On May 11, 2018, the Dutch Deputy Minister of Finance published a new Transfer Pricing Decree, dated April 22, 2018 (no. 2018-6865). This decree replaces the Transfer Pricing Decree of November 14, 2013 (no. IFZ 2013/184M). The 2015 OECD BEPS Actions Plans and update of the 2017 OECD Transfer Pricing Guidelines are incorporated in this new decree.
There is consensus among the OECD member countries with regard to the arm’s length principle as contained in Article 9 of the OECD Model Tax Convention. The arm’s length principle has also been described in the OECD Commentary to Article 9 of the OECD Model Tax Convention and the 2017 OECD Transfer Pricing Guidelines. In 2002, the Netherlands codified the arm’s length principle in Article 8b of the Dutch Corporate Income Tax Act 1969.

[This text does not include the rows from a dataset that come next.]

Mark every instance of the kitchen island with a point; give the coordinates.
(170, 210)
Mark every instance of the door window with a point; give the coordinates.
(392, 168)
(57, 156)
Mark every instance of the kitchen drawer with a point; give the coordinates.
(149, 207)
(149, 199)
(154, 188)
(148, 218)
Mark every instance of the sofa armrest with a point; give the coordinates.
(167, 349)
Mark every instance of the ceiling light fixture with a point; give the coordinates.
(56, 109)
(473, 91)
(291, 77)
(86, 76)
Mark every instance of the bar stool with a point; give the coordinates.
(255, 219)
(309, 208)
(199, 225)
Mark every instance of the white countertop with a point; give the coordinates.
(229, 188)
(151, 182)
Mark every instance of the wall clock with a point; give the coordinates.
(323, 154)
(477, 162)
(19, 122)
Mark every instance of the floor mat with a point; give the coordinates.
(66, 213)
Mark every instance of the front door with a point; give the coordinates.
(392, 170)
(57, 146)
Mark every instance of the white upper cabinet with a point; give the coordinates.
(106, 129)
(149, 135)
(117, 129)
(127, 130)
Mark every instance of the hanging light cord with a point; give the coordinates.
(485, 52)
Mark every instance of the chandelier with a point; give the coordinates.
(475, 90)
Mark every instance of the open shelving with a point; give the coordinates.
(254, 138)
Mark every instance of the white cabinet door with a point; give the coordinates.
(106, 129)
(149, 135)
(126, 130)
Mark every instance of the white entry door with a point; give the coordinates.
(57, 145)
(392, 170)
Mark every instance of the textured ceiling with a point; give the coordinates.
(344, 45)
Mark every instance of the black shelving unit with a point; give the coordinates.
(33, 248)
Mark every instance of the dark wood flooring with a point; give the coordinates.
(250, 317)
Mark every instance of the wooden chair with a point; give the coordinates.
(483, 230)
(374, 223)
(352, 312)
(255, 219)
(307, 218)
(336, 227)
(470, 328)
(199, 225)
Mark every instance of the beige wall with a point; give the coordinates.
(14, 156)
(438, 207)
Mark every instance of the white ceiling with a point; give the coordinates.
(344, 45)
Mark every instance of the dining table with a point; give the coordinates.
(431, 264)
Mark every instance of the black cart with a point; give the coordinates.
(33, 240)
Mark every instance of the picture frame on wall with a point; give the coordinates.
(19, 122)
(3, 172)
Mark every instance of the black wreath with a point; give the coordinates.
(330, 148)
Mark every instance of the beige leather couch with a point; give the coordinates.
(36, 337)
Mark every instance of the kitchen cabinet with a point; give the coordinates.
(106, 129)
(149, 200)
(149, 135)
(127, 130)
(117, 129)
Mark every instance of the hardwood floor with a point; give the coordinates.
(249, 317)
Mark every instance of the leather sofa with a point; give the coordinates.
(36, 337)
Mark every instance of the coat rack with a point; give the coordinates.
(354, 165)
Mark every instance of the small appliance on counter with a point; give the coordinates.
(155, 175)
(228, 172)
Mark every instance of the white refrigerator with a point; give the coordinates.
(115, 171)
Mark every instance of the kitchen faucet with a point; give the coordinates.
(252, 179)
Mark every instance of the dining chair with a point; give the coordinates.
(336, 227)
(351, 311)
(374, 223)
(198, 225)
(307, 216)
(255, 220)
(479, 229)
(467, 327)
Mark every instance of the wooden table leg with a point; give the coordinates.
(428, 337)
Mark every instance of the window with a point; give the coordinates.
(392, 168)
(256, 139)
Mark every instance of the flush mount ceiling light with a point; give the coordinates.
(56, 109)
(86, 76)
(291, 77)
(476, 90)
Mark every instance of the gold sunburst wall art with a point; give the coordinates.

The new Dutch Transfer Pricing Decree provides insight into the interpretation of the arm’s length principle. This decree particularly concentrates on aspects where the 2017 OECD Transfer Pricing Guidelines leave space for domestic interpretation. The main differences between the 2013 and 2018 Dutch Transfer Pricing Decrees are listed below where between the brackets it is indicated if a new paragraph has been added as well as the location of where the main differences have been referenced:

  • Clarification of the process under which inter-company transactions are to be characterized, with the aim to fully reconcile to the actual value creation within an MNE (section 2.1);
  • Further explanation with respect to the application of transfer pricing methods in specific situations with more focus on risk and IP management functions and providing guidance on valuation methods (throughout various sections);
  • Amendments with regard to the section on the pricing of intangible assets at the moment when the valuation is highly uncertain (section 5.2);
  • Clarifications on hard-to-value intangible assets (new paragraph) providing guidance on acceptable deviations in projections and a five-year monitoring period (section 5.3);
  • Clarifications on the purchase of shares in an unrelated party, followed by a business restructuring (new paragraph) and in particular when IP is transferred to a different group company (section 5.4);
  • Amendments allowing a simplified determination of arm’s length charges with regard to “low value adding services” applying a mark-up of 5%. It is also stipulated that such services may under certain conditions be charged at cost (section 6.3);
  • Textual amendments to better align the terminology used with the terminology as used in the 2017 OECD Transfer Pricing Guidelines (throughout various sections).